District of Longyan, Fujian Province, China

Xinluo District (新罗区 (新羅區, Xīnluó Qū); Hakka: Sîn-lò-khî) is a district of Longyan, Fujian Province, China, with a population of approximately 842,000.

It was formerly named Longyan County (龙岩县).

As Xinluo is a part of the Minnan Hokkien territory, the Longyan dialect is spoken widely by the native Hokkien locals in the district, but Mandarin is the primary language for education and business.

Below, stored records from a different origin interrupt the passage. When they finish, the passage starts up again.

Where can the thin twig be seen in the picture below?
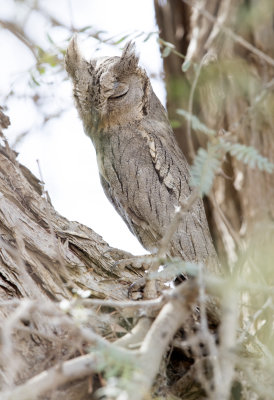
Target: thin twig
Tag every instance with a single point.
(17, 32)
(234, 36)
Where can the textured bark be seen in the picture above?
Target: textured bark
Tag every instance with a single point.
(234, 92)
(44, 257)
(142, 170)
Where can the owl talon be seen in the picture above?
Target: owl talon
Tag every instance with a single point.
(137, 262)
(136, 286)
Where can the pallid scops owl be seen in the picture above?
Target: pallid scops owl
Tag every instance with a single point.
(142, 169)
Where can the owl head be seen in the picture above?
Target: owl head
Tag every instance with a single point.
(108, 90)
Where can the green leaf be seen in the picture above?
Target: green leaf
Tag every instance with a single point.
(248, 155)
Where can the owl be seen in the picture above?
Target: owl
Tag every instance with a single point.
(143, 172)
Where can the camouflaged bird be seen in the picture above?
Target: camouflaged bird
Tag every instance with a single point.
(142, 169)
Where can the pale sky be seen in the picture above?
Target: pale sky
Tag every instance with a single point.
(66, 155)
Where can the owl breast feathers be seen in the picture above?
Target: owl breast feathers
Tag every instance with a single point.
(143, 171)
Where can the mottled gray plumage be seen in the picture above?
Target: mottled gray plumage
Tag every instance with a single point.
(143, 172)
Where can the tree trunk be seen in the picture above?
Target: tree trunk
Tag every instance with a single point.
(45, 258)
(233, 43)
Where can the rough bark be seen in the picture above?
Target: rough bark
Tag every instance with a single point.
(234, 92)
(44, 257)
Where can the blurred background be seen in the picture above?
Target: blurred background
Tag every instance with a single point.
(38, 96)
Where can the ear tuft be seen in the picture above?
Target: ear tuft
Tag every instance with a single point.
(129, 59)
(73, 57)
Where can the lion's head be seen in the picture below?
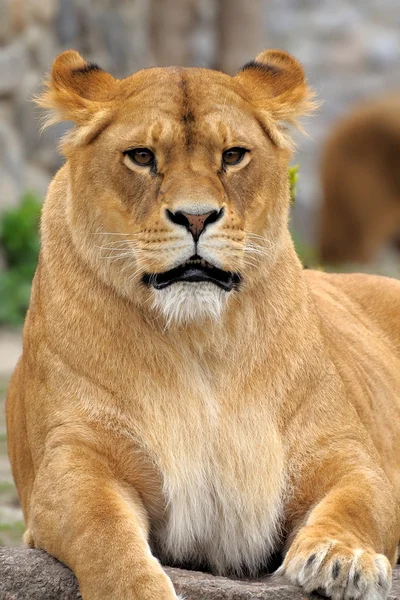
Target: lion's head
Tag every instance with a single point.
(178, 187)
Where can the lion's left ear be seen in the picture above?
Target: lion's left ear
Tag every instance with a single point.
(275, 83)
(78, 91)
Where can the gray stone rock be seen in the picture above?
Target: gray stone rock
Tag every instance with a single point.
(11, 163)
(13, 65)
(34, 575)
(5, 22)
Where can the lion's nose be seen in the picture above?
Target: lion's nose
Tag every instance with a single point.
(195, 223)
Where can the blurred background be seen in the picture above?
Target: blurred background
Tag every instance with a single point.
(346, 215)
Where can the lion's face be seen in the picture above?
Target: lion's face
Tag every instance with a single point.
(178, 181)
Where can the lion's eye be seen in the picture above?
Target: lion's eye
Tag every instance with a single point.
(233, 156)
(141, 156)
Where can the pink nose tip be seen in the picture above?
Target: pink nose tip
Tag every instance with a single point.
(194, 223)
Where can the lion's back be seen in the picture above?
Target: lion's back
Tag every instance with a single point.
(371, 301)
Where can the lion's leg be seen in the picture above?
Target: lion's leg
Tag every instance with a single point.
(81, 514)
(349, 540)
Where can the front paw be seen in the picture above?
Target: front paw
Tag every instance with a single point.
(335, 569)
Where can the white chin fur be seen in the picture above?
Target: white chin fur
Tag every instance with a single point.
(184, 302)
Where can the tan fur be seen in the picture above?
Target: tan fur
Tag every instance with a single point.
(267, 421)
(360, 170)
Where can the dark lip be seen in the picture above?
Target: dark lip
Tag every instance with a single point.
(193, 273)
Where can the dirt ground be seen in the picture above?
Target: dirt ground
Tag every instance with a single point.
(11, 521)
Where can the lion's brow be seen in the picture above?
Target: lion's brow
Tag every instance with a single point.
(187, 118)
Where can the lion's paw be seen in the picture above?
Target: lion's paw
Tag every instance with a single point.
(337, 571)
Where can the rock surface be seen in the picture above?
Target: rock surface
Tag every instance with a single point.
(350, 51)
(34, 575)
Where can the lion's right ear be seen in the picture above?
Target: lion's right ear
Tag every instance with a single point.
(76, 91)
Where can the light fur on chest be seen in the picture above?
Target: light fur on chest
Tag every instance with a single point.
(221, 465)
(224, 485)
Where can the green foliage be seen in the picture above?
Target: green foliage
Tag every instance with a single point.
(19, 246)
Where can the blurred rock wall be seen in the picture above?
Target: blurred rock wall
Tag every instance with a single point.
(350, 49)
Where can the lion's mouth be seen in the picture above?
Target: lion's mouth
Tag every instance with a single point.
(194, 270)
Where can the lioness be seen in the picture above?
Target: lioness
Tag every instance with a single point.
(360, 175)
(187, 391)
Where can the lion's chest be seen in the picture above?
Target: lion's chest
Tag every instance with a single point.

== Administrative divisions ==
=== Subdistricts ===
Xinluo District has ten subdistricts:

- Beicheng Subdistrict (北城街道)
- Caoxi Subdistrict (曹溪街道)
- Dongcheng Subdistrict (东城街道) – Seat of the Xinluo District People's Government
- Dongxiao Subdistrict (东肖街道)
- Longmen Subdistrict (龙门街道)
- Nancheng Subdistrict (南城街道)
- Tieshan Subdistrict (铁山街道)
- Xicheng Subdistrict (西城街道)
- Xipi Subdistrict (西陂街道) – Seat of the Longyan City People's Government
- Zhongcheng Subdistrict (中城街道)

=== Towns ===
Xinluo District has ten towns:

- Baisha (白沙镇)
- Dachi (大池镇)
- Hongfang (红坊镇)
- Jiangshan (江山镇)
- Shizhong (适中镇)
- Suban (苏坂镇)
- Wan'an (万安镇)
- Xiaochi (小池镇)
- Yanshan (岩山镇)
- Yanshi (雁石镇)

==== List of villages ====
- Baisha has jurisdiction over 31 administrative villages:

Baisha, Banding, Chankeng, Chendi, Dake, Dayu, Dutou, Gaoyang, Guanyang, Guoshe, Huangban, Kongdang, Lufeng, Luoping, Luoshe, Luyang, Nanzhuo, Neicun, Suyitian, Tiankeng, Xiaoji, Xiaoxi, Yangxi, Yanxia, Yingbian, Yingdou, Yingqi, Yingtou, Zhangkeng, Zhenkeng, and Zoushan.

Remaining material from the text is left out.